O volume dos produtos madeireiros extraídos da natureza continuou a cair na Bahia no ano passado. A produção extrativa de madeira vem perdendo espaço ao longo dos anos em virtude da legislação ambiental que estabelece maior rigor e controle em operações que envolvem espécies nativas. A quantidade de lenha extraída na Bahia cai seguidamente desde 2010 e recuou 8,2%, em relação a 2019, chegando, em 2020, ao seu menor patamar em 34 anos (desde 1986): 1,7 milhão de m³. A redução de 150,7 mil m³ no estado, frente ao ano anterior, foi a maior do país em termos absolutos.  As informações são da Produção da Extração Vegetal e da Silvicultura
(PEVS) 2020, do IBGE.

Mesmo assim, em 2020 a Bahia seguiu como o 4º maior produtor de lenha por extração do país, atrás de Ceará (2,9 milhões de m³), Piauí (2,2 milhão de m³) e Pernambuco (1,9 milhão de m³). Os três municípios baianos que mais extraíram lenha da natureza, em 2020, foram Santa Rita de Cássia (67,5 mil metros cúbicos), Riacho de Santana (66,5 mil m³) e Serra do Ramalho (64,8 mil m³).

A produção de carvão a partir de madeira nativa também caiu na Bahia, de 2019 para 2020 (-5,5%), indo a 45.659 toneladas. Foi o quinto recuo seguido no estado, que manteve, porém, a 4a maior produção de carvão por extração do Brasil, atrás de Maranhão (103.129 t), Pará (72.279 t) e Mato Grosso do Sul (49.280 t).

O município de Baianópolis, que chegou a liderar a produção de carvão da extração no país e era o 2º colocado nacional em 2019, perdeu uma posição e passou a 3º maior produtor do país em 2020, com 16 mil toneladas, atrás apenas de Parnaguá (PI), com 22,7 mil toneladas, e Paragominas (PA), com 19,1 mil toneladas.
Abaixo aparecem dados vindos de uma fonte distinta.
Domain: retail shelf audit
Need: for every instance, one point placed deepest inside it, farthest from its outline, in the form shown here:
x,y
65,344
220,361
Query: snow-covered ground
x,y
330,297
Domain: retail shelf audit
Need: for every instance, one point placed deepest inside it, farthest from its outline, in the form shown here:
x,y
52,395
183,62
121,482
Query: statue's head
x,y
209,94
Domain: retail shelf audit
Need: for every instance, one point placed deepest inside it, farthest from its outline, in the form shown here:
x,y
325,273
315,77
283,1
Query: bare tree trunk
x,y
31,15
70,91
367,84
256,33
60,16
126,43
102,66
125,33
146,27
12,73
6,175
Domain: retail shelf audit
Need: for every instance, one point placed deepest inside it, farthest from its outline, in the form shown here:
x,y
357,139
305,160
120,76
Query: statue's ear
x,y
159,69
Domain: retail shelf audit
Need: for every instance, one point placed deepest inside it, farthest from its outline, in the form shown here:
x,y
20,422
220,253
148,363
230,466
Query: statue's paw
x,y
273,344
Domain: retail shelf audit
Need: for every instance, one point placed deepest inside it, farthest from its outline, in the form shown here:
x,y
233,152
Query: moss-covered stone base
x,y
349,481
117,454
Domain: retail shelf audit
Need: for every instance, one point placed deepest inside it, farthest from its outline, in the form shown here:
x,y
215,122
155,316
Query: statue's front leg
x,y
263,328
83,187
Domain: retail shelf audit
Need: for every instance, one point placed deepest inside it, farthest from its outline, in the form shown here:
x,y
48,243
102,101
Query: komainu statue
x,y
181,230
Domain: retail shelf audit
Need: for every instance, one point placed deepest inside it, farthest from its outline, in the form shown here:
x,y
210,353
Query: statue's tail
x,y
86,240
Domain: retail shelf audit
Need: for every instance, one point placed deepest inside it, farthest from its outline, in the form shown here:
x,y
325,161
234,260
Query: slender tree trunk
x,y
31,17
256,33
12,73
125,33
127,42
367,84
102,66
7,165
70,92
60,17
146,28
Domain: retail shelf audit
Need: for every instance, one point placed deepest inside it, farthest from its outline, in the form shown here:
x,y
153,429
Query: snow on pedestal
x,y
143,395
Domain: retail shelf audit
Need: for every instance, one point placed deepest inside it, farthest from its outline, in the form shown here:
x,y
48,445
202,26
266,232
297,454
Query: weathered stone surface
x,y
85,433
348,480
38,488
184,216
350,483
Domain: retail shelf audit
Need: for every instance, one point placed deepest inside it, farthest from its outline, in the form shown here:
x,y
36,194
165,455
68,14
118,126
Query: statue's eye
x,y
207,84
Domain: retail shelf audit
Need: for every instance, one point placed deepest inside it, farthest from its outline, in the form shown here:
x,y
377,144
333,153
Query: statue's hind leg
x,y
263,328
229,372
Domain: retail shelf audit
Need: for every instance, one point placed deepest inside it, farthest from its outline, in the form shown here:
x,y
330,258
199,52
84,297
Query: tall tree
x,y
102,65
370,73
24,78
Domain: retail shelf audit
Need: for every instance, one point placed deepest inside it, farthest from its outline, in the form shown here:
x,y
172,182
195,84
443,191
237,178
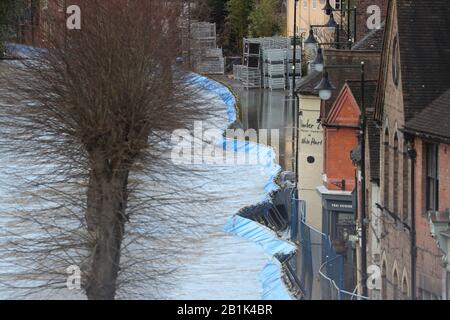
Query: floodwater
x,y
213,264
270,110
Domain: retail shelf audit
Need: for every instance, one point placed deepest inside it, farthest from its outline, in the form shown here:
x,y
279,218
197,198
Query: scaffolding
x,y
276,68
200,48
273,57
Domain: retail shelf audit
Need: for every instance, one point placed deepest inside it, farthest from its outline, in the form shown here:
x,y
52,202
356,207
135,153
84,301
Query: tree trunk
x,y
105,217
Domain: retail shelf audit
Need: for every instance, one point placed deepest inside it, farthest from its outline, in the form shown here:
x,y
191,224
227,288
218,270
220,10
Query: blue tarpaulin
x,y
271,277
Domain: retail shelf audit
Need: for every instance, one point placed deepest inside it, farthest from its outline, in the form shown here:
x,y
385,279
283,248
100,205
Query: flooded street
x,y
210,265
271,110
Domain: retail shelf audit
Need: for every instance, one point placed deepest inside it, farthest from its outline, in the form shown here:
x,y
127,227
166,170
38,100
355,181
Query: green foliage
x,y
237,23
264,19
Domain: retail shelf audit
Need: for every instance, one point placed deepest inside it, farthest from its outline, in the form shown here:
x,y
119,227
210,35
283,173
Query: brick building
x,y
414,72
35,22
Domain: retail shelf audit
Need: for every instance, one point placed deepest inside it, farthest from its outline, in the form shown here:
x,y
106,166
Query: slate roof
x,y
433,120
370,88
307,84
372,40
424,40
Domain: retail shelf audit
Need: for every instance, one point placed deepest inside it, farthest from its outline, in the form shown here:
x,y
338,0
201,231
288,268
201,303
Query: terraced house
x,y
414,180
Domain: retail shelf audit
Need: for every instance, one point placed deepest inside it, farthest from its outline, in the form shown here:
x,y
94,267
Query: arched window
x,y
386,168
395,286
405,290
396,173
383,282
406,184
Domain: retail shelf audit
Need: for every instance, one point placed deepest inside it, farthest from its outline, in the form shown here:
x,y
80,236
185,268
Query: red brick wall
x,y
444,177
339,143
429,257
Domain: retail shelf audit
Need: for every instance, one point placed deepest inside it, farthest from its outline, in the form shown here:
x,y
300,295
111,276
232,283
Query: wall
x,y
305,16
429,268
362,15
311,145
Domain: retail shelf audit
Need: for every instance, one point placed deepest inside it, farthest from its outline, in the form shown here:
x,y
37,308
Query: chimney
x,y
362,16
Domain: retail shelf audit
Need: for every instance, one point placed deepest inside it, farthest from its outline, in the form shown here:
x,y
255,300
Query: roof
x,y
434,120
338,77
423,33
373,131
370,88
307,84
373,40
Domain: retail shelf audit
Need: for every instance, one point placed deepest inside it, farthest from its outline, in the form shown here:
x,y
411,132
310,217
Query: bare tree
x,y
95,112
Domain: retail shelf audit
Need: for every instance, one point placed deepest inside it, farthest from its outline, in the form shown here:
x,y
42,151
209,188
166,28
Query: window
x,y
432,177
396,173
395,61
395,286
406,183
383,282
405,289
338,4
386,169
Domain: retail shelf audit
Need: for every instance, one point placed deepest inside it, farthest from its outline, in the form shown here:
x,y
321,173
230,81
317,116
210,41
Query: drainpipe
x,y
412,154
363,185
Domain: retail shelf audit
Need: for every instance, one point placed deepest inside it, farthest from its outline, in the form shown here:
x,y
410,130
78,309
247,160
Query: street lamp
x,y
331,24
311,41
318,62
328,8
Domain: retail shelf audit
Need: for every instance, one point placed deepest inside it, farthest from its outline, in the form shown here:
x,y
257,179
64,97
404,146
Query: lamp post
x,y
295,101
328,9
325,89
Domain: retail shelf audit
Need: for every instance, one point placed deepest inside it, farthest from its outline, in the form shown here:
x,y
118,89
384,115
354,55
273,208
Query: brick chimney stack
x,y
362,15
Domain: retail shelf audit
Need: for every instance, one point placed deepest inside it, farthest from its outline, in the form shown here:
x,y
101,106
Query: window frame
x,y
432,177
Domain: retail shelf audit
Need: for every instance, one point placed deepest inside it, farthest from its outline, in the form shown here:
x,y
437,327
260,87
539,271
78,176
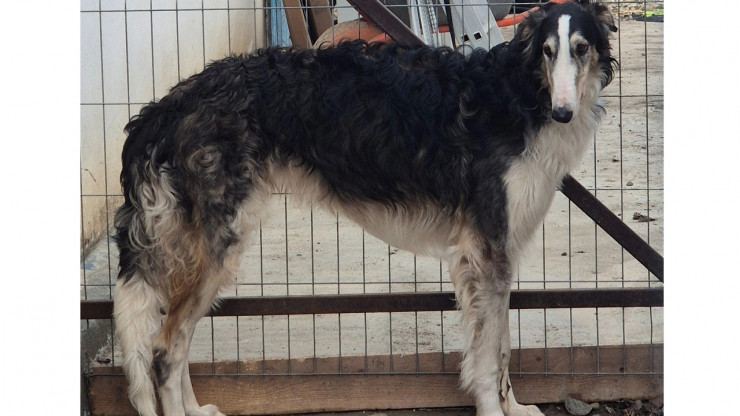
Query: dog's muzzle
x,y
562,114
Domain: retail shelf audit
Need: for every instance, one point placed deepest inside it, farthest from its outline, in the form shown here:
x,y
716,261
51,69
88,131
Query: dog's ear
x,y
602,13
526,29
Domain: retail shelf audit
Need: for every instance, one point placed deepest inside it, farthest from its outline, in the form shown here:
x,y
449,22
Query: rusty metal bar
x,y
613,226
375,11
409,302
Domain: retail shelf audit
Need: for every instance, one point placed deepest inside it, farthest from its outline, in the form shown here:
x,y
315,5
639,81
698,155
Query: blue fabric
x,y
279,34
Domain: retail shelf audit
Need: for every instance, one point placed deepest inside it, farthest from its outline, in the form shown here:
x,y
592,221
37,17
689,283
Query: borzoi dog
x,y
445,154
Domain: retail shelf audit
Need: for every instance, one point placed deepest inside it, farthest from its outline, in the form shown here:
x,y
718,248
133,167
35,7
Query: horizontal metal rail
x,y
408,302
613,226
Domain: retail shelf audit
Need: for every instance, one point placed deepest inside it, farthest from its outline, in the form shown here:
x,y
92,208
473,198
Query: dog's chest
x,y
533,177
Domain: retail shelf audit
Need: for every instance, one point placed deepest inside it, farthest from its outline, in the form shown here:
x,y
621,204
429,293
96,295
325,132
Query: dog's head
x,y
568,43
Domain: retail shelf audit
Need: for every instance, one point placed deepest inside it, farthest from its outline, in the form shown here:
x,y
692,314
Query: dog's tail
x,y
137,313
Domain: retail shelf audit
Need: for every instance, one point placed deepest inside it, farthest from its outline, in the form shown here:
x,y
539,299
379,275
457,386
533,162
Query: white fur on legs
x,y
137,317
482,288
483,296
512,408
190,402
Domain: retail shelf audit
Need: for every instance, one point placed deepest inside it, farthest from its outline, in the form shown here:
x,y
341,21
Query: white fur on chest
x,y
533,176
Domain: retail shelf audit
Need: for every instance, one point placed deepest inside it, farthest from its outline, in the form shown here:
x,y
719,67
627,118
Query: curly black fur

O estado tem outros dois municípios entre os dez maiores produtores do Brasil: São Desidério, 2º na Bahia e 6º no país, com 9,5 mil toneladas, e Cristópolis, 3º da Bahia e 10º do Brasil, com 6,5 mil toneladas. A produção de madeira em tora por extração na Bahia caiu 4,4% entre 2019 e 2020, chegando também ao seu menor volume desde 1986: 182.889 m³. O estado seguiu como 9º |produtor do país, num ranking que é liderado por Mato Grosso (3,841 milhões de m³), Pará (3,489 milhões de m³) e Amapá (848,5 mil m³).